Calendar 2007After 10 years of producing wall calendars of photography of Tibet, ICT’s 2007 calendar features four Tibetan contemporary painters who are all pushing the boundaries of their traditions.

The work of these artists shows both the dynamism of contemporary Tibetan culture and the richness of its heritage. The four artists live in exile, maintain connections with artists inside Tibet and seek to promote and cultivate new religious and secular expressions of Tibetan identity.

ICT started printing wall calendars in 1996 to share the beauty – and tragedy – of Tibet with Tibet supporters in governments, the public, the media, etc. They are available for sale ($9.00 for ICT members/$13 to non-members) and bulk rates are available to Tibet organizations, Tibetan stores and others (please contact ICT at (202) 785-1515 or by email at [email protected]. You can purchase them online here.

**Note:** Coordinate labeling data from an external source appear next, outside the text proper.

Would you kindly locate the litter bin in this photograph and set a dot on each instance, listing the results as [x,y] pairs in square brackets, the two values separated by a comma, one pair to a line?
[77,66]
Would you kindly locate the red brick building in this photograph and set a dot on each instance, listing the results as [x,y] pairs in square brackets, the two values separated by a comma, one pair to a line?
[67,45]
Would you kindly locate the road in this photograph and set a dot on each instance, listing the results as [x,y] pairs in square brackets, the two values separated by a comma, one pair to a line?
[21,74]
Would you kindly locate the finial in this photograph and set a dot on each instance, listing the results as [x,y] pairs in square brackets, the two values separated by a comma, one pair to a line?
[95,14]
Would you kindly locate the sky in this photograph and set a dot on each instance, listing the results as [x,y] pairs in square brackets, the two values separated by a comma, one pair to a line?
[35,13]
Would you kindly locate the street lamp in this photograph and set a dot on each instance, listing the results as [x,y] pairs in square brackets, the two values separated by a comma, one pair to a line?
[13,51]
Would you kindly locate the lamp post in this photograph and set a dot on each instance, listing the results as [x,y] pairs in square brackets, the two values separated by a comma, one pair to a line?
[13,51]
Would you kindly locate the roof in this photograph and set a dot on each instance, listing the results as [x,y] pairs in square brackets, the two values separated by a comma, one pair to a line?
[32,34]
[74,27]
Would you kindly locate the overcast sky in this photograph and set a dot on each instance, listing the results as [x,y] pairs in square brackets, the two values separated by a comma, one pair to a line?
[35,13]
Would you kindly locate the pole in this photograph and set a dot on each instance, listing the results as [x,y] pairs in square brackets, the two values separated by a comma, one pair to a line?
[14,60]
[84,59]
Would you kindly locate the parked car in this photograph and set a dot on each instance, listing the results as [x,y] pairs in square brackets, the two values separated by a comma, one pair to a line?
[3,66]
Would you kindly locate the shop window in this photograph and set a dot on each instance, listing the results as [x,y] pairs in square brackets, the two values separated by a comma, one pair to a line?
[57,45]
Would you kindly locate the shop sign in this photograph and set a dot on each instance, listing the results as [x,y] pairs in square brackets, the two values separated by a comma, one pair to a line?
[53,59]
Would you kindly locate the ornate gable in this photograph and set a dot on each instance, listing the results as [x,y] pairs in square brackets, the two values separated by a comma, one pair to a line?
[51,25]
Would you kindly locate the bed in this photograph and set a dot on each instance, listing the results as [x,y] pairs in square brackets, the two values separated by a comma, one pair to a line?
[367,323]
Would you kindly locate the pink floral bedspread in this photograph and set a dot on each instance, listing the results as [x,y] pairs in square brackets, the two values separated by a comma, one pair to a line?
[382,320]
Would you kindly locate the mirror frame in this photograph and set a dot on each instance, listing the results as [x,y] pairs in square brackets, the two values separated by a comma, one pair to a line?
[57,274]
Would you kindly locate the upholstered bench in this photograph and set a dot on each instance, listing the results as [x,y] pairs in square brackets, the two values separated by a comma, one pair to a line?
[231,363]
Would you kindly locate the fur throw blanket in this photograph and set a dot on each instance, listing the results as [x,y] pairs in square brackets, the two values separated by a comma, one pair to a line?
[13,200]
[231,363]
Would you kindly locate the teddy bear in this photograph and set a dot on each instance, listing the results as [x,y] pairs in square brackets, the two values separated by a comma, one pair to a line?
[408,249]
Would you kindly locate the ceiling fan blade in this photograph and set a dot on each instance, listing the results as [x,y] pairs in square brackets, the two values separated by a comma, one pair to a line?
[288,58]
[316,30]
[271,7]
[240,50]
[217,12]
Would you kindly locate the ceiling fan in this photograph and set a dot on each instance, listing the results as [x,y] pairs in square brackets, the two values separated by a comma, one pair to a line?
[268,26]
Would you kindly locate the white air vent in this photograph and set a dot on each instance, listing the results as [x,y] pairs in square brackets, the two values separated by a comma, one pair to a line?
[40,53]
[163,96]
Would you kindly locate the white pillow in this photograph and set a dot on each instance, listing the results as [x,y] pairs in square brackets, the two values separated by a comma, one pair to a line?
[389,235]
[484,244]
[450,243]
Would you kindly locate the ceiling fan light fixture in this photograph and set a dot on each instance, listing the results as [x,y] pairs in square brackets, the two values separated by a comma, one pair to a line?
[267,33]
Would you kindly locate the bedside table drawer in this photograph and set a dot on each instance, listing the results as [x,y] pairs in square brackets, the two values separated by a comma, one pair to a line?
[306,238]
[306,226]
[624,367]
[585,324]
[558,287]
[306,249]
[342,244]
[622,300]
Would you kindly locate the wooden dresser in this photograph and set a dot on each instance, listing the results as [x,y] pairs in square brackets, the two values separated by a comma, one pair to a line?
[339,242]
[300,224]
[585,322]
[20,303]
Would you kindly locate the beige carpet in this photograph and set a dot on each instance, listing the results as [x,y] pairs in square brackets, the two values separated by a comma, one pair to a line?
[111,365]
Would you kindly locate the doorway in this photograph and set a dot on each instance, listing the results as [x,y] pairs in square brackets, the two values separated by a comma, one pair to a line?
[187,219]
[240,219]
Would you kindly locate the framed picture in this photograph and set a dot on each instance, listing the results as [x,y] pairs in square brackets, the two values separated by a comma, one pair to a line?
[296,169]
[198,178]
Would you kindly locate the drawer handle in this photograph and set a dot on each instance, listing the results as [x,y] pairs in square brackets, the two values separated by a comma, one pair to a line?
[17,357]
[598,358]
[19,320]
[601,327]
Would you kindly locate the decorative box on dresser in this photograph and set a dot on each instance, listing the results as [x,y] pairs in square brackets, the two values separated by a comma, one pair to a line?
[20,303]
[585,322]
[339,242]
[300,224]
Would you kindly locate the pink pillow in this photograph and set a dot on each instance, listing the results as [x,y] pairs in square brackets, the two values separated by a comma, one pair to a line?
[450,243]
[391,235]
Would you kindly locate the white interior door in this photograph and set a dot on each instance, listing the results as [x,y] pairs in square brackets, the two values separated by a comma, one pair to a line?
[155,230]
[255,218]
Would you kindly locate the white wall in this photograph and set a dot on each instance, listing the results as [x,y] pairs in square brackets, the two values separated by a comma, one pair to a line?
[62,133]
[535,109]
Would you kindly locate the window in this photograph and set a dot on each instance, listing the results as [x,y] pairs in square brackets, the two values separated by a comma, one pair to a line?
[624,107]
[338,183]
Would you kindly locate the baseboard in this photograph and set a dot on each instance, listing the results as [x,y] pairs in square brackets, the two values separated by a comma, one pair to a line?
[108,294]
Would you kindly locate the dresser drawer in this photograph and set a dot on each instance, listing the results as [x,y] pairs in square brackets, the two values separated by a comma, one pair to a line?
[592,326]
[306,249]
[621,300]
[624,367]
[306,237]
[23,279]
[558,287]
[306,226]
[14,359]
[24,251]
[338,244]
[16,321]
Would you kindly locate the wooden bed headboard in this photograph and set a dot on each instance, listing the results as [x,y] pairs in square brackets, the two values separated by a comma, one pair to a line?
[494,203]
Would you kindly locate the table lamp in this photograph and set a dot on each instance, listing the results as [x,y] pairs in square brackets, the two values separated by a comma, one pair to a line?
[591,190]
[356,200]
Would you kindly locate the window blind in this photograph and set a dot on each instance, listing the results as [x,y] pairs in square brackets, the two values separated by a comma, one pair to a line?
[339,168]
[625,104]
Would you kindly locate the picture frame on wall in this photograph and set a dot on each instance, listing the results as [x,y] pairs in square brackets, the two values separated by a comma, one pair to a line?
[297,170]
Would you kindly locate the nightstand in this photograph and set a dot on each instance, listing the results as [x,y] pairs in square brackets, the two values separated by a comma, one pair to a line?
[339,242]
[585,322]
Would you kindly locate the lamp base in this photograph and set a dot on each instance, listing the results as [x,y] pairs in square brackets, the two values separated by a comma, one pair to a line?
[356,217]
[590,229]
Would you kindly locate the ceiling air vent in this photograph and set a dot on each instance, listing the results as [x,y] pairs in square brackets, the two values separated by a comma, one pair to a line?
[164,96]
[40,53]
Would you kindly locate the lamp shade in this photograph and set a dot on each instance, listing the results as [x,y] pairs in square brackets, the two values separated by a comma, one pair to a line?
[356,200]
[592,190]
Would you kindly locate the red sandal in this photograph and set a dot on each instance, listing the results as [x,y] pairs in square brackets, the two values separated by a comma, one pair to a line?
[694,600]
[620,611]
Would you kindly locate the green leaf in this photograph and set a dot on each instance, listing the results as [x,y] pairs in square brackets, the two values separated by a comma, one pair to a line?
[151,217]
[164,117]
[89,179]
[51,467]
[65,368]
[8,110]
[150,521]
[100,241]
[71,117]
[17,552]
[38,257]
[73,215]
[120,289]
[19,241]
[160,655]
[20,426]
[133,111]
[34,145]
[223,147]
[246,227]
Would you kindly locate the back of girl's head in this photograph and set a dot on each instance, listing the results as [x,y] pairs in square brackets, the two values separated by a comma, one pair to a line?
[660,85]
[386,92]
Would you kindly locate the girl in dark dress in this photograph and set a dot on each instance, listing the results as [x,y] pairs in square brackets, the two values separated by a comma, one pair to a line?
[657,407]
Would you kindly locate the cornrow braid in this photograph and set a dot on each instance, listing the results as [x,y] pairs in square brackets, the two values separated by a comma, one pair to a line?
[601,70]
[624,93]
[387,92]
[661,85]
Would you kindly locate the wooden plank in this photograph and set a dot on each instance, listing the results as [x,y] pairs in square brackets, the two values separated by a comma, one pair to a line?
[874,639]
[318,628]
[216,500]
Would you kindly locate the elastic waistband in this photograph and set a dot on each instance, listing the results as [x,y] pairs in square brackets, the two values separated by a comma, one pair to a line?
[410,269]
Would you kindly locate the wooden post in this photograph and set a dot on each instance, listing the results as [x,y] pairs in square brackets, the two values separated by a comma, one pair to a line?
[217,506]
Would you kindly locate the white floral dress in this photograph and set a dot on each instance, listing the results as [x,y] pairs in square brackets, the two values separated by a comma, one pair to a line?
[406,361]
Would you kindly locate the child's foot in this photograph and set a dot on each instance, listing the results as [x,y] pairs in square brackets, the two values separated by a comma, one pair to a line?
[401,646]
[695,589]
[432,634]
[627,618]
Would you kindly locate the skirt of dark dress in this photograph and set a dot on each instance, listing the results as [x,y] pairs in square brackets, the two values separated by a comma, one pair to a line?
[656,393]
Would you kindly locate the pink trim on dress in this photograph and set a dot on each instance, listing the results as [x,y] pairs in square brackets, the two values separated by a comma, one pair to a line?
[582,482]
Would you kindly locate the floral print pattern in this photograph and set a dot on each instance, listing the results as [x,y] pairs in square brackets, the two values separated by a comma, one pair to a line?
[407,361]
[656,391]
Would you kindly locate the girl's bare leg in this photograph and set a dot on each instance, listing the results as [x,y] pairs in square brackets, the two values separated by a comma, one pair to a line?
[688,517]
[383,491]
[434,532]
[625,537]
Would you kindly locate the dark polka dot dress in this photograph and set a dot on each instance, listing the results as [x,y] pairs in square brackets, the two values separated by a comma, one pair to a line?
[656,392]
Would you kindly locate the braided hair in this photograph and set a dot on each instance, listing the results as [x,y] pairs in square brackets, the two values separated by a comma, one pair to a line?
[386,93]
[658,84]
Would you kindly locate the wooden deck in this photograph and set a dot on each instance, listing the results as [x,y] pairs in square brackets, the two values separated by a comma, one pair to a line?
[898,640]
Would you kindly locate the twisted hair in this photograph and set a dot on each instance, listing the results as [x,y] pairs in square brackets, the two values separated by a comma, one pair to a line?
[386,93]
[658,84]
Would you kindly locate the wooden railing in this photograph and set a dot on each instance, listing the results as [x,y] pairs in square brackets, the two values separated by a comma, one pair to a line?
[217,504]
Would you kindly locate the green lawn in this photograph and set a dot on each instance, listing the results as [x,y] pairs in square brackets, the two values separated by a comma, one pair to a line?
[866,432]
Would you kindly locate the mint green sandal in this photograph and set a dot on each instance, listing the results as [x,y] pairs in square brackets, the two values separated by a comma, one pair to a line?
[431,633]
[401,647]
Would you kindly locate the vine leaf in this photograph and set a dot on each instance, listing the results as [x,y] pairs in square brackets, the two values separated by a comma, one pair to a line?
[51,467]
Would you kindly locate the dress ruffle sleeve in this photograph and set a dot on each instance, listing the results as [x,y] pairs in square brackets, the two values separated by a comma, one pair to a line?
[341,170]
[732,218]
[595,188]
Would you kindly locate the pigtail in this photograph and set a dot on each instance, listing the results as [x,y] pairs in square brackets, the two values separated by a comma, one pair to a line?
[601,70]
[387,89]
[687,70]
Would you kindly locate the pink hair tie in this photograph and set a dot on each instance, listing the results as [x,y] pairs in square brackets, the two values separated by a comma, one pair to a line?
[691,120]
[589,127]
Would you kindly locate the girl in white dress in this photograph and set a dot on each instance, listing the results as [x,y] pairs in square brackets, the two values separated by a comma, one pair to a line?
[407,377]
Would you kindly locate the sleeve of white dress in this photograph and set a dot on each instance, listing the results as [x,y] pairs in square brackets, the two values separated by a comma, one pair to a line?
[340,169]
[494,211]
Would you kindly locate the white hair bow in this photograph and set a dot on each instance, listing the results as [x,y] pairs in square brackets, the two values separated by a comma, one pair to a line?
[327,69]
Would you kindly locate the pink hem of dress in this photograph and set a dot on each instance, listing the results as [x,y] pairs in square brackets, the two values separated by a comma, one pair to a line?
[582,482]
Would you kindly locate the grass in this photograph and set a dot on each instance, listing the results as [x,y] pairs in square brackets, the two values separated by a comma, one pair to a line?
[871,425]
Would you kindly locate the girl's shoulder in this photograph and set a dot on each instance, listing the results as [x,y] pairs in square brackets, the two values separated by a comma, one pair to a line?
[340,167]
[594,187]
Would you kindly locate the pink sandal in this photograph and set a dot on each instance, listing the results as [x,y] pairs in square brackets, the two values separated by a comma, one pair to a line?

The four artists all grew up in Tibet and now live in exile: Losang Gyatso (US), Samchung (India), Karma Phuntsok (Australia) and Gonkar Gyatso (UK).

Gonkar Gyatso was born in 1961 in Lhasa and graduated from the Fine Art Department of the Central Institute of Nationalities, Beijing. He is the Co-Founder of “The Sweet Tea House Artists Association.” Gonkar Gyatso lives in London and is a visiting teacher at the London Institute.

Karma Phuntsok was born in 1952 in Lhasa, Tibet, and escaped to India as a refugee in 1959. He studied thangka painting with a master of traditional Tibetan thangka painting in Nepal. In 1981 he migrated to Australia, and now lives in the “bush” with his wife and son.

Losang Gyatso was born in Tibet and raised mainly in the UK before arriving in the United States in 1974. He became an award winning Art Director in New York and helped create Mechak Center for Contemporary Tibetan Art, a group working to create awareness for Tibetan artists. Gyatso lives in Boulder, Colorado.

Sonam Lhundub (Samchung) was born in Kham, Tibet in 1975. He graduated from the Central Minorities University in Beijing and the School of Fine Arts at the South West University of China in Chengdu. Samchung escaped to India in 2002 and lives in Dharamsala.